As mobility planning gets underway, the makeup of City Manager John Regan’s Mobility Task Force appointments and continuing frustration with cut-through traffic in city neighborhoods drew negative public comments at Monday’s City Commission meeting.
St. George Street resident Lee Geanuleas noted, “40 percent of this task force doesn’t live in the city.”
Susan Rathbone, president of the St. Augustine North Davis Shores neighborhood association criticized City Manager John Regan’s failure to appoint two Davis Shores’ residents to the mobility committee.
“This study will take one year, but there are immediate concerns. We have spillover parking from businesses and cut-through traffic,” Rathbone noted. “People are using our tranquil residential streets to get to the bridge of lions.”

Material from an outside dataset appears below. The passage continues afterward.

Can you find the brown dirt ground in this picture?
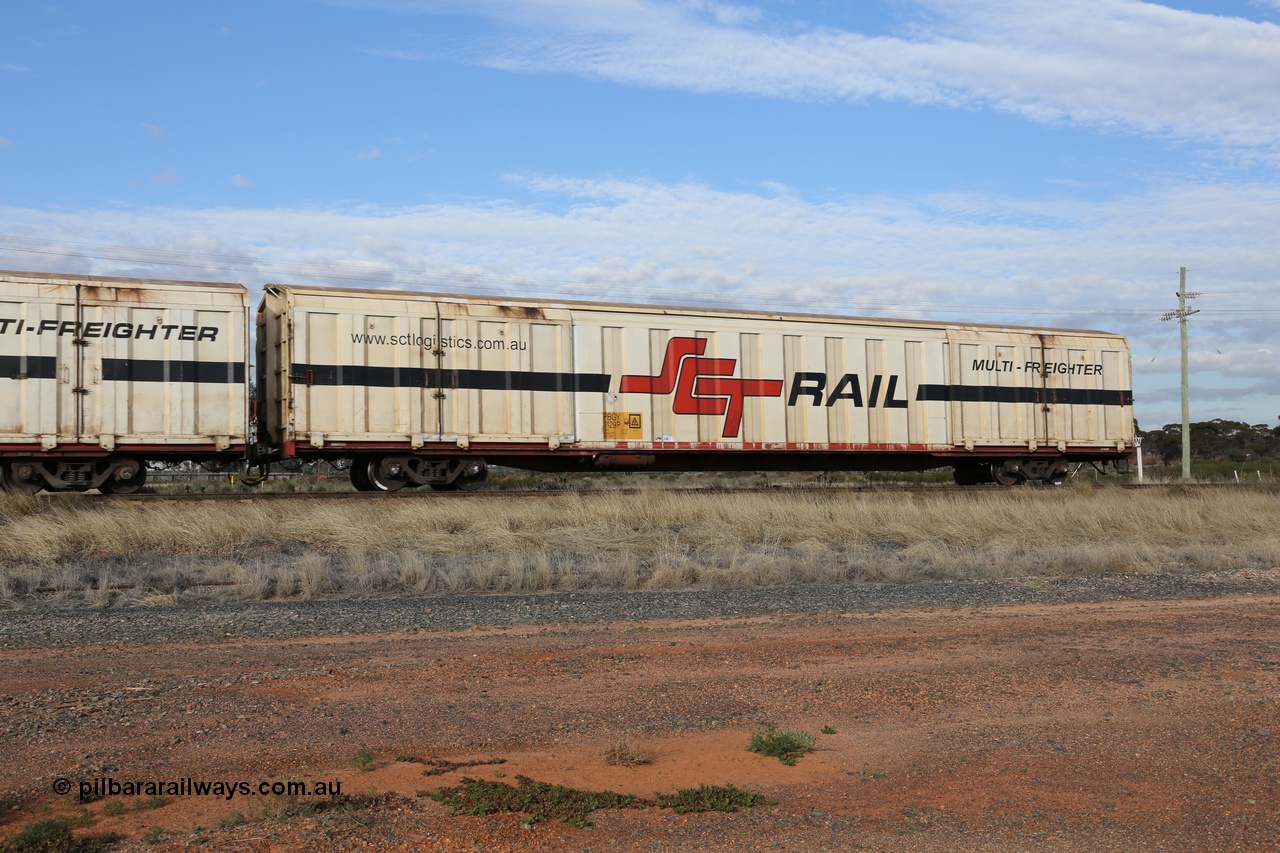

Rathbone has announced that she is challenging incumbent Commissioner Leanna Freeman for her seat on the St Augustine City Commission, as Freeman seeks a third four-year term.
“We have all the different stakeholders that, in effect, the former Parking and Traffic Committee represented,” Regan said, defending his Mobility Task Force appointments. He offered to, but put off, describing each member and the diversity they bring.
Davis Shores resident Jay Bliss called cut-through traffic “massive intrusions” and noted St. Augustine police in one 24-hour period counted 479 vehicles on Oglethorpe Boulevard.
“Why not signs, No Cut-Through Traffic,” and a speed limit of 20 mph, and speed bumps on Flagler and Oglethorpe Boulevard,” asked Bliss. “Littlejohn may arrive at these conclusions in a year, but these problems are occurring here and now.”
Bliss said that he believes we need people to exercise “mobility” and “civility”.